Todo sobre el tratamiento de regeneración ósea

En este artículo vamos a explicar de manera detallada en qué consiste el tratamiento dental conocido como regeneración ósea.

La regeneración ósea está asociada de manera muy estrecha con uno de los tratamientos que hoy en día son más habituales dentro de la odontología, como son los implantes dentales, pero para que estos se puedan hacer con plena garantía, nuestra boca tiene que cumplir una serie de requisitos.

Algunos de ellos son disponer de tejido óseo maxilar, una mandíbula alta y ancha y tener una densidad adecuada. Pero cuando un paciente no presenta las condiciones ideales para realizar un implante, ahí es cuando entra en acción la regeneración ósea.

Casos en los que se necesita un tratamiento de regeneración ósea

A continuación vamos a repasar algunas de las situaciones en las que un tratamiento de regeneración ósea es una buena opción para mejorar tu salud dental.

  • En personas de edad avanzada es frecuente que se den lugar patologías que puedan afectar el hueso. Por eso en estos casos un proceso de regeneración ósea es muy aconsejable antes de la colocación de un implante dental.
  • Después de varios años, con una falta de dientes, el hueso sufre graves consecuencias, ya que se produce una perdida de superficie del mismo tanto en su altura y su espesor que dificultan una colocación óptima del implante.
  • Como suele ser habitual, el uso del tabaco también afecta a que la calidad del hueso vaya disminuyendo con el tiempo y un proceso de regeneración ósea se una buena solución para poder llevar a cabo una colocación de implantes.
  • Cuando el paciente sufre una enfermedad periodontal, sus tejidos que soportan las piezas dentales van sufriendo daños que con el paso del tiempo puede que hagan que sea necesario realizar una regeneración ósea.

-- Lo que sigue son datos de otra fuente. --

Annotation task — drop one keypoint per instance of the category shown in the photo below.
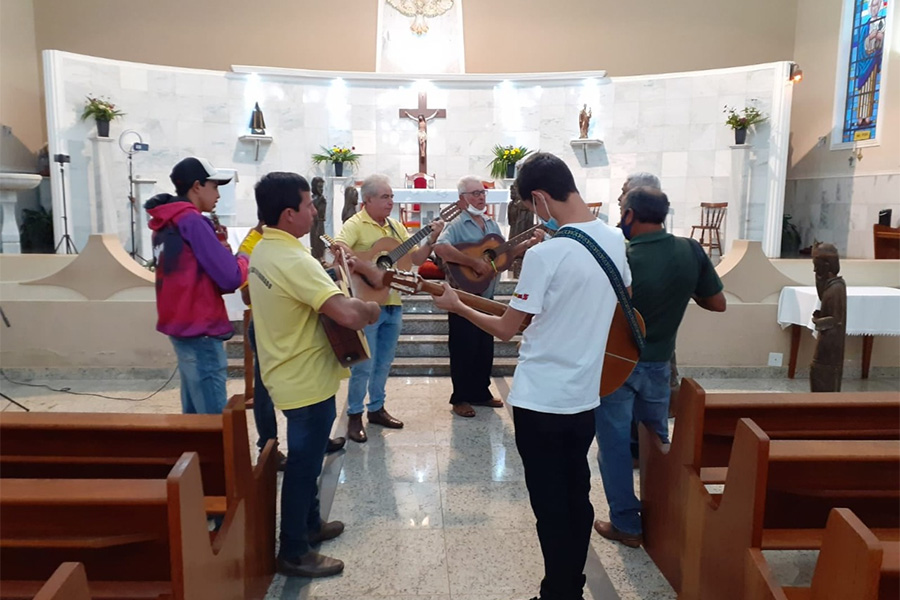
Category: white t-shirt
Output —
(572, 301)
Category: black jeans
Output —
(554, 452)
(471, 360)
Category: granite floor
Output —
(437, 510)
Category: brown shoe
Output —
(355, 429)
(311, 564)
(609, 531)
(328, 531)
(381, 417)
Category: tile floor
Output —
(437, 510)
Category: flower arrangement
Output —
(100, 110)
(749, 115)
(505, 159)
(337, 154)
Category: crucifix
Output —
(421, 116)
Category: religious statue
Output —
(830, 321)
(520, 219)
(584, 121)
(318, 228)
(351, 199)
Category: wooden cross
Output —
(427, 114)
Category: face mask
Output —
(626, 228)
(552, 225)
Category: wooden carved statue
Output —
(351, 200)
(520, 218)
(830, 320)
(318, 229)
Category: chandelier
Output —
(419, 9)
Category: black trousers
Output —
(471, 360)
(554, 453)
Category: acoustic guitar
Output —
(492, 250)
(390, 253)
(622, 352)
(350, 346)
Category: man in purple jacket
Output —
(193, 270)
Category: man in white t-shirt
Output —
(557, 381)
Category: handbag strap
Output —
(615, 279)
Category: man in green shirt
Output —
(667, 272)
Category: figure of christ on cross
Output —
(422, 115)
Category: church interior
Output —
(773, 130)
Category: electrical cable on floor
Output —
(67, 390)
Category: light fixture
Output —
(419, 9)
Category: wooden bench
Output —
(109, 446)
(702, 440)
(68, 582)
(778, 494)
(852, 565)
(137, 538)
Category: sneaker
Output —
(609, 531)
(311, 564)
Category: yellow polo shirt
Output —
(288, 287)
(361, 231)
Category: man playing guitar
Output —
(556, 385)
(359, 233)
(290, 289)
(472, 349)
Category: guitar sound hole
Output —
(384, 263)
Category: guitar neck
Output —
(491, 307)
(448, 214)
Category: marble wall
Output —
(672, 125)
(842, 210)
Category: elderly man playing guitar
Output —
(367, 229)
(472, 349)
(570, 284)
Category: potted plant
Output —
(103, 111)
(505, 158)
(741, 120)
(337, 155)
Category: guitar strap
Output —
(615, 279)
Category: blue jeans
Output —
(202, 366)
(263, 409)
(372, 374)
(308, 430)
(645, 397)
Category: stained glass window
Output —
(864, 67)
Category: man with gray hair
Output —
(471, 348)
(358, 234)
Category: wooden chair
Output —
(778, 494)
(147, 446)
(68, 582)
(137, 538)
(887, 242)
(702, 440)
(852, 565)
(711, 216)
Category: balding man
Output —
(471, 348)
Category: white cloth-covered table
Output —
(871, 311)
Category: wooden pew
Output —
(853, 565)
(68, 582)
(702, 439)
(109, 445)
(778, 494)
(137, 538)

Clases de injertos para el hueso dental

Para hacer un tratamiento de regeneración ósea se pueden utilizar diversos biomateriales para el injerto. A continuación vamos a repasar los diferentes tipos de injerto de hueso:

Injerto autólogo

Son los injertos en los que el material proviene del propio paciente, de un hueso obtenido de otra zona de la boca o de otra parte del cuerpo. Este tipo de injertos presenta unas cualidades superiores al resto, pero en su contra juega que el paciente tendrá que pesar por una intervención quirúrgica.

Xenoinjertos

Para realizar este tipo de injerto se utilizan huesos de otra especie animal que presenta minerales semejantes al hueso humano. Dentro de este tipo, el hueso mineral desproteinizado de origen bovino es uno de los más habituales por sus propiedades que presentan grandes similitudes con el hueso humano.

Aloinjertos

Esta clase de injertos son los que provienen de individuos de la misma especie, pero genéticamente diferentes y que mayoritariamente pertenecen a donantes fallecidos. Estos huesos presentan unas garantías de seguridad que son establecidas por los Bancos de sangre y tejidos que son los encargados de examinarlos.

Injertos aloplásticos

Por último, hablamos de los injertos aloplásticos que tienen como principales características, que son fabricados mediante materiales sintéticos y que presentan una buena capacidad osteoconductiva. Los más destacados son los cerámicos o los polímeros, pero hoy en día ya se pueden encontrar otras alternativas de calidad para realizar este tipo de injerto.